# MosMod parallel 18650 beta



## zaVaper (4/6/15)

Designed and built this guy last night, hits like a champ.

Minimal Wiring, all wiring is solid core copper 1.73mm.
Spring loaded 510, 3034 Mosfet, 15k resistor and a tact switch.

Reactions: Like 1 | Winner 8


----------



## eviltoy (4/6/15)

nice


----------



## johan (4/6/15)

Well done @zaVaper ! - you should have absolute minimal voltage drop with those excellent short (and thick) current paths.

Reactions: Agree 1


----------



## TylerD (4/6/15)

Awesome! Great job!


----------



## Yoda (4/6/15)

Would you build these and sell them on request?


----------



## zaVaper (4/6/15)

That's a good question, I really just built this for fun and because I wanted a dual 18650 box.
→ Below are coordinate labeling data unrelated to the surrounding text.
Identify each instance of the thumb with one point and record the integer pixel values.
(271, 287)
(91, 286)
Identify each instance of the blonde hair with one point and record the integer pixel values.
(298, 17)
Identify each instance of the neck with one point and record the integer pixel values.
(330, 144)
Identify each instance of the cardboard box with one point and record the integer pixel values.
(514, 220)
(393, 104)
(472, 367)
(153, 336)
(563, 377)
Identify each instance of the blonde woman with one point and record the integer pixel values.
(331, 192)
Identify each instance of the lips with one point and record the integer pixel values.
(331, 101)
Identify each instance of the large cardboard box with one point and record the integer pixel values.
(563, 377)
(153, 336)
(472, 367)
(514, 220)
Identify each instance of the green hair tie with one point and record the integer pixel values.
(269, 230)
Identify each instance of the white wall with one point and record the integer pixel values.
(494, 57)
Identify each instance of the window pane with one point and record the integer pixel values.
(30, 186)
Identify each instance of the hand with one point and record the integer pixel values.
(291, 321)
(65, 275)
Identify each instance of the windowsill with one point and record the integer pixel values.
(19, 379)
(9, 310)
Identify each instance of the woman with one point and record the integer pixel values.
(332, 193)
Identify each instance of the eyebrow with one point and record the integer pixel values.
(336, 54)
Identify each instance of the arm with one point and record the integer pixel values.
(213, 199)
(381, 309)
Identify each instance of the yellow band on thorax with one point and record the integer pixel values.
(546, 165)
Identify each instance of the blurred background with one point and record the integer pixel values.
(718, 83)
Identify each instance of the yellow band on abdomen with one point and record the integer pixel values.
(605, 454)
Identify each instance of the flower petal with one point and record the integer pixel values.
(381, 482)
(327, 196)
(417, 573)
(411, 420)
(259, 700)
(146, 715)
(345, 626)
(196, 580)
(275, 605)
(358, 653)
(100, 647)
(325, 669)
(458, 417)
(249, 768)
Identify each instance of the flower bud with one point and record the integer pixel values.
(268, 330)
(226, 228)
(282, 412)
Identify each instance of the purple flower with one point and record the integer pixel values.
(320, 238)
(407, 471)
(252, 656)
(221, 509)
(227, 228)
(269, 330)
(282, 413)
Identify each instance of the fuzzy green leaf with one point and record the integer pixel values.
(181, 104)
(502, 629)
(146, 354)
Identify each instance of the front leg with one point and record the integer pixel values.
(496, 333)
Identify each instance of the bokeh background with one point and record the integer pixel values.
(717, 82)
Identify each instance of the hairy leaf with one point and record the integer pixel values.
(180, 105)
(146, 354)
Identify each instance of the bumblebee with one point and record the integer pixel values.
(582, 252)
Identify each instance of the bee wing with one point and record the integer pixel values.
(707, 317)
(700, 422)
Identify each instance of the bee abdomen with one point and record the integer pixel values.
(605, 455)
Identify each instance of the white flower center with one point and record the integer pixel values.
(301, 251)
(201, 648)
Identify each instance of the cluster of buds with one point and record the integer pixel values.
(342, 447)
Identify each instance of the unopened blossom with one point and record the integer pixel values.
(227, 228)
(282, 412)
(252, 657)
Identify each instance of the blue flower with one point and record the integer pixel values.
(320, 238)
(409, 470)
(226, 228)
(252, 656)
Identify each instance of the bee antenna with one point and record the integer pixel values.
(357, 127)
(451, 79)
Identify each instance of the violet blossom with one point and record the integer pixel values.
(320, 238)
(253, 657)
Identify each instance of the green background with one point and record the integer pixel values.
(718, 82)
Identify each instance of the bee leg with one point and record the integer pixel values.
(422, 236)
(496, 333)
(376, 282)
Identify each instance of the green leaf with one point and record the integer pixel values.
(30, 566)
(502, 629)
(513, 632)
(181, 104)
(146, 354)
I have no idea how this mod's going to hold up in daily use, so I wouldn't sell something that could have design flaws.


----------



## Yoda (4/6/15)

@zaVaper 
I see it looks good tho!! Because i like the idea of a mech mod but like the bit more safety of this and the looks.. If it holds up ill be first in line to buy one!

Reactions: Useful 1


----------



## zaVaper (4/6/15)

Thanks, it could be made extra safe by adding some self resetting fuses, this will prevent short circuits and pushing the batteries past a fuse defined amp limit.

Reactions: Agree 1 | Winner 1


----------



## Yoda (4/6/15)

Sounds like a good idea and improvement!!!


----------



## ET (4/6/15)

Well done and great design dude.


----------



## Alex (4/6/15)

Great work on the solids contacts


----------



## zaVaper (4/6/15)

Shot, that solid core copper can be a challenge to solder! I'm waiting for some fatdaddy bottom fed 510's for the next project....


----------



## Yusuf Cape Vaper (5/6/15)

looks great bud. I know these buggers aren't easy to build so well done


----------